Характерная деталь - на занятиях Чичибабин приветливо относился к любому пришедшему на них стихотворцу - пусть даже он был заурядным и не очень умным рифмоплётом. Из-за этой своей позиции у Бориса Чичибабина постоянно возникали жаркие споры с молодыми талантливыми студийцами, которые высмеивали того или иного незадачливого новичка. В 1965 в Харькове выходит сборник «Гармония», и в малой степени не отражавший истинного Чичибабина: почти ничто из лучших стихов поэта не могла быть напечатано по цензурным соображениям.

В 1966 году по негласному требованию КГБ Чичибабина отстранили от руководства студией. Сама студия была распущена. По официальной версии - за занятия, посвящённые Цветаевой и Пастернаку . По иронии судьбы в этом же году поэта приняли в СП СССР (одну из рекомендаций дал С. Я. Маршак). Однако кратковременная хрущевская оттепель закончилась: Советский Союз вступил в двадцатилетие, названное впоследствии застоем.

В жизни Чичибабина начинается тяжелый период. К проблемам с литературной судьбой добавляются семейные неурядицы. В 1967 году поэт находится в сильной депрессии, чему свидетельством стихотворения «Сними с меня усталость, матерь смерть» , «Уходит в ночь мой траурный трамвай»:

Я сам себе растлитель и злодей,
и стыд и боль как должное приемлю,
за то, что всё придумывал - людей
и землю.

А хуже всех я выдумал себя…

Но осенью того же года он встречает влюбленную в поэзию почитательницу его таланта - Лилию Карась, и через некоторое время соединяет с ней свою судьбу. Это стало для него настоящим спасением. Лилии Чичибабин посвятил впоследствии множество своих произведений. Конец 60-х - начало 70-х годов ознаменовали собою фундаментальный перелом в жизни, творчестве и мировоззрении Чичибабина. С одной стороны - обретенное наконец личное счастье, а с ним и новый творческий подъём, начало многочисленных многолетних путешествий по СССР (Прибалтика, Крым, Кавказ, Россия), приобретение новых друзей, среди которых - Александр Галич , Феликс Кривин , известный детский писатель А. Шаров , украинский писатель и правозащитник Руденко Микола Данилович , философ Г. Померанц и поэт З. Миркина . С другой - жестокое разочарование в романтических идеалах советской юности, ужесточение цензуры, а следовательно - неизбежный постепенный переход из писателей «официальных» в полу-, а затем и вовсе запрещённые.

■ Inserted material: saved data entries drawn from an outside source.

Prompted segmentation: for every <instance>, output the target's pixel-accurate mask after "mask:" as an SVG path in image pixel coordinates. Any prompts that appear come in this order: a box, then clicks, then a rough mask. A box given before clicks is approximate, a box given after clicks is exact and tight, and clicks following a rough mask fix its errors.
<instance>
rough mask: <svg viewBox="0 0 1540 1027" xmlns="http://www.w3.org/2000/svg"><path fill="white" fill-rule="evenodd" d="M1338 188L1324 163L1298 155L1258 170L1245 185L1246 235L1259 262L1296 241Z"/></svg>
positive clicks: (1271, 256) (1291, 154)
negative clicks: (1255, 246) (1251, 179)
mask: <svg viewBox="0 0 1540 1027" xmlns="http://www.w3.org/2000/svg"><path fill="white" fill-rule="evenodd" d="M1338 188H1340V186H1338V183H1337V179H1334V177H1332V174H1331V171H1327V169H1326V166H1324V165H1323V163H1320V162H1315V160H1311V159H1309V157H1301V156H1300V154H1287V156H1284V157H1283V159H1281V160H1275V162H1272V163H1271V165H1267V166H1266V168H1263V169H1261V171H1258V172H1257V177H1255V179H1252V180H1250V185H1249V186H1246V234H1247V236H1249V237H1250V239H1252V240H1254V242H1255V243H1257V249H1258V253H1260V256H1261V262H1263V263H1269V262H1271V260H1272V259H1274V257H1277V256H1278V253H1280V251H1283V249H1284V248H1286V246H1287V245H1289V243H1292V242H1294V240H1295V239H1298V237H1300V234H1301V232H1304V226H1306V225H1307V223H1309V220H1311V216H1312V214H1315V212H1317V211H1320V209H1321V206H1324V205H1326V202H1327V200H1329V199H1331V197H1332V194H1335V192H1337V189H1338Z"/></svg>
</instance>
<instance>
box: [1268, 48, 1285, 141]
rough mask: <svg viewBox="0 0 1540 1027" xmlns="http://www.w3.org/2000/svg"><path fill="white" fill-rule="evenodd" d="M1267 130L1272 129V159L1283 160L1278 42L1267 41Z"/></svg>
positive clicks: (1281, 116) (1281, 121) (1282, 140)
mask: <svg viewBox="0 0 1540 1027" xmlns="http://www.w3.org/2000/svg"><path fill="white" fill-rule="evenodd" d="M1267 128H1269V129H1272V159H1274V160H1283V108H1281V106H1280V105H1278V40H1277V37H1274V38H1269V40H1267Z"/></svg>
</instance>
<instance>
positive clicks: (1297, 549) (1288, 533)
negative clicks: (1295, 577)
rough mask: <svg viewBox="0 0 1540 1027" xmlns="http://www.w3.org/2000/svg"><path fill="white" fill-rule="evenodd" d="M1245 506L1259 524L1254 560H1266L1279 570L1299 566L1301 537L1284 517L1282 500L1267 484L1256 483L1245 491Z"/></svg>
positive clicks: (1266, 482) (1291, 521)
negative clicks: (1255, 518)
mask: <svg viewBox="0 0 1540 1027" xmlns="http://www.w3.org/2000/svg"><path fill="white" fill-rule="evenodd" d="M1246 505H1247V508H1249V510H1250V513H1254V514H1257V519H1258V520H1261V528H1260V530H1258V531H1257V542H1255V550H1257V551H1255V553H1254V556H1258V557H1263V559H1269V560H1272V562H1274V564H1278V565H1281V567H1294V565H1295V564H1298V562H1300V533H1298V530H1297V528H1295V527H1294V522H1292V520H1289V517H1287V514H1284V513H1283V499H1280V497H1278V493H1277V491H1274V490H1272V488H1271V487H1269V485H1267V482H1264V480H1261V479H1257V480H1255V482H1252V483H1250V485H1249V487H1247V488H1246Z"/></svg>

В начале 1968 года в Харькове печатается последний доперестроечный сборник Чичибабина - «Плывёт Аврора». В нём, ещё более чем в предыдущей «Гармонии», было помещено, к сожалению, немало литературных поделок, многие лучшие стихи поэта были изуродованы цензурой, главные произведения отсутствовали. Чичибабин никогда не умел бороться с редакторами и цензорами. Остро переживая то, что сделала с его книгами цензура, он писал:

При желтизне вечернего огня
как страшно жить и плакать втихомолку.
Четыре книжки вышло у меня.
А толку?

Сам- и тамиздатский период

«Член Союза советских писателей» Чичибабин теряет читателей - поэт Чичибабин «уходит в народ». В 1972 году в самиздате появился сборник его стихов, составленный известным московским литературоведом Л. Е. Пинским . Кроме того, по рукам начинают ходить магнитофонные записи с квартирных чтений поэта, переписанные и перепечатанные отдельные листы с его стихотворениями. «Уход из дозволенной литературы… был свободным нравственным решением, негромким, но твёрдым отказом от самой возможности фальши», - написал об этом двадцать лет спустя Григорий Померанц .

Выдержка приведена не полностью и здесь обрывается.